The findings demonstrate that ruthenium polypyridyl complexes bearing extended π-conjugated bisstyryl-bipyridine ligands can serve as effective two-photon-absorbing photosensitizers for homogeneous photocatalysis using inexpensive NIR LEDs (740 nm). Direct TPA was verified spectroscopically, and the same MLCT excited state is accessed under both one-photon (visible) and two-photon (NIR) excitation, enabling the complexes to operate analogously to conventional one-photon photocatalysts. The complexes efficiently mediate energy-transfer processes to generate singlet oxygen for diverse oxidations and enable electron-transfer photoredox reactions, including reductive dehalogenation, redox-neutral C–H cyanation, and Ni-assisted allylation. Performance correlates with electronic structure: increasing the number of bpyvp ligands and installing electron-donating substituents increase intramolecular charge transfer character, improve TPA cross section, and extend excited-state lifetime, boosting catalytic efficiency. The practical advantages of NIR light, notably deeper penetration and reduced competition with substrate absorption, were directly demonstrated, highlighting the potential of TPA-enabled NIR photocatalysis for scalable and substrate-diverse transformations.
Five Ru polypyridyl complexes with extended π-conjugated bisstyryl-bipyridine ligands exhibit robust NIR (740 nm) two-photon-activated photocatalysis, achieving both energy-transfer (1O2) and photoredox transformations under ambient conditions.
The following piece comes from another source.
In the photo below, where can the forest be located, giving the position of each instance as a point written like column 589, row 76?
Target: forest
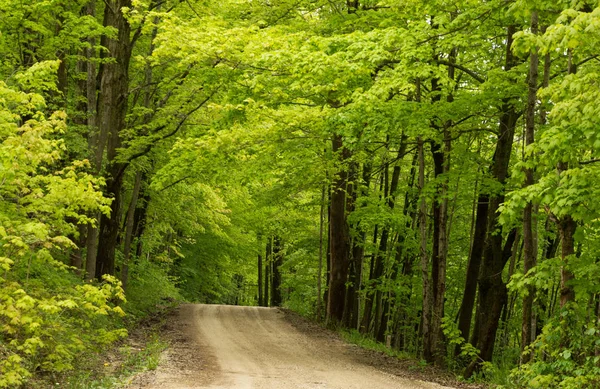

Key contributions include: (i) experimental validation of direct TPA populating MLCT excited states under NIR excitation; (ii) broad catalytic scope spanning 1O2 oxidations, reductive and redox-neutral photoredox reactions, and metallaphotoredox C–C coupling; (iii) elucidation of structure–activity relationships showing that a higher count of bpyvp ligands and electron-donating para substituents (OMe) enhance TPA-driven activity, aided by longer excited-state lifetimes. The work provides design guidelines for improved TPA photosensitizers and establishes NIR-driven photocatalysis as a viable approach with practical advantages in penetration depth and substrate compatibility. Future efforts can focus on further increasing TPA cross sections through ligand engineering, expanding reaction scope, and optimizing reaction conditions for efficiency and scalability.